In advance of Thursday’s Tennessee Valley Authority (TVA) board meeting, the Solar Energy Industries Association (SEIA) and the Tennessee Solar Energy Industries Association (TenneSEIA), a SEIA affiliate, are requesting greater transparency in the utility’s solar programs and a commitment to solar development on par with neighboring states.
“Solar is a cost-competitive resource, and Tennessee has immense potential which, if seized, would mean an influx of well-paying solar jobs and economic benefits for the state,” says Sean Gallagher, SEIA’s vice president of state affairs. “Unfortunately, TVA’s Distributed Solar Solutions program and the results of a 2017 utility-scale request for proposal have continuously been delayed without explanation.”
In order to properly plan and prepare business decisions, the solar industry and local power companies rely on program details from TVA, according to SEIA and TenneSEIA. This year, despite repeated commitments, those have yet to materialize, the groups say.
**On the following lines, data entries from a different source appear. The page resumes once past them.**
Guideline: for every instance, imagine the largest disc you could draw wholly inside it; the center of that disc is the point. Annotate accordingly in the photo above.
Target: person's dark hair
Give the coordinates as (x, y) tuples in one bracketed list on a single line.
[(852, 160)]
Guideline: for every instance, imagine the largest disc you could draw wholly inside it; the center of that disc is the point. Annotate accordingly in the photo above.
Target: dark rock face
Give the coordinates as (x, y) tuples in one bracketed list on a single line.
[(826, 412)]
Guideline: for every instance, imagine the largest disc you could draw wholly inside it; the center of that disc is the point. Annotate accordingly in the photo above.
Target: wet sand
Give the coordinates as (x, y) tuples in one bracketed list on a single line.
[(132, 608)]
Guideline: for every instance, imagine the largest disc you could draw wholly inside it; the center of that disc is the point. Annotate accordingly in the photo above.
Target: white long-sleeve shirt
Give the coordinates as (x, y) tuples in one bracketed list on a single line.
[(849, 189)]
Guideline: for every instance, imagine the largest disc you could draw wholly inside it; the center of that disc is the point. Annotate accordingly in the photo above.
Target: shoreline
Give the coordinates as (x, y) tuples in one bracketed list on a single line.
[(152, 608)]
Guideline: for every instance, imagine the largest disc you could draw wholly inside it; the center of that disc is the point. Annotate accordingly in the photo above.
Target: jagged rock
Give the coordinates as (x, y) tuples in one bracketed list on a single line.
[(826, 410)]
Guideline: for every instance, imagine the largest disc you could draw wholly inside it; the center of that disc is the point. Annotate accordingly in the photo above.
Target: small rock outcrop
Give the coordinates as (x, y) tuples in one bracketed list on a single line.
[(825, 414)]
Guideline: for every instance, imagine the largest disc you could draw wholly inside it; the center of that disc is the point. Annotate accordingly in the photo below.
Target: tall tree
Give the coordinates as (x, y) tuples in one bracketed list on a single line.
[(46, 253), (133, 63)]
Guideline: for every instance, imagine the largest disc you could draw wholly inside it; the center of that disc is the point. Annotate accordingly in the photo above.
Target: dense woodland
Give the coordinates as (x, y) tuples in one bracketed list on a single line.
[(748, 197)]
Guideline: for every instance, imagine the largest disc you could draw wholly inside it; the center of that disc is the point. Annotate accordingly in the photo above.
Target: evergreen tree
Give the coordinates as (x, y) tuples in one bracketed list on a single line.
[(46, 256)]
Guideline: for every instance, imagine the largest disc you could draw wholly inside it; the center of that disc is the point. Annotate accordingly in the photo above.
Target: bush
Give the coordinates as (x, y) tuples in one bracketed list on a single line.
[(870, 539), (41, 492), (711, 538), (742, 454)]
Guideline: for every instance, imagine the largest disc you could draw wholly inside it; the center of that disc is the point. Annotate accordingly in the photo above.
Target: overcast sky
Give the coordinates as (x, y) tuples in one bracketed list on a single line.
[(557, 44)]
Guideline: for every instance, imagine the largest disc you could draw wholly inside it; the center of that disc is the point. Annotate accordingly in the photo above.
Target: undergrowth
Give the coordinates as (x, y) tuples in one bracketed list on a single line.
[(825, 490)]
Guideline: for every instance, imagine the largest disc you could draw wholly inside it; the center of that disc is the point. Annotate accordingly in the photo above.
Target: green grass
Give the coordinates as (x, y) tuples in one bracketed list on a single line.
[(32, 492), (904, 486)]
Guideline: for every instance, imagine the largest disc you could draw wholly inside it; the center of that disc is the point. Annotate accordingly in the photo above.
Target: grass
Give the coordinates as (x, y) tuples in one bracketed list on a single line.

“Without the announcement of the 2018 programs and rate plans, the industry is effectively prevented from developing solar projects to serve the robust demand from commercial and residential customers, halting development in Tennessee and surrounding TVA territory,” adds Gil Hough, executive director of TenneSEIA. “TVA’s lack of a coherent solar procurement strategy has created business uncertainty that is hurting Tennessee’s economic development goals, as large industrial customers are looking to other states for access to clean energy.”
With a total of 247 MW of solar capacity, Tennessee currently ranks No. 25 in the nation for cumulative solar capacity installed, according to the groups. For comparison, TVA’s peers in the Southeast have been rapidly expanding the deployment of solar power. With more than 4,308 MW of solar capacity, North Carolina is ranked the No. 2 state in the nation for cumulative solar capacity installed, and Georgia and Florida are also leading solar states, both in the nation’s top 10, with 1,566 MW and 1,430 MW of solar capacity installed, respectively.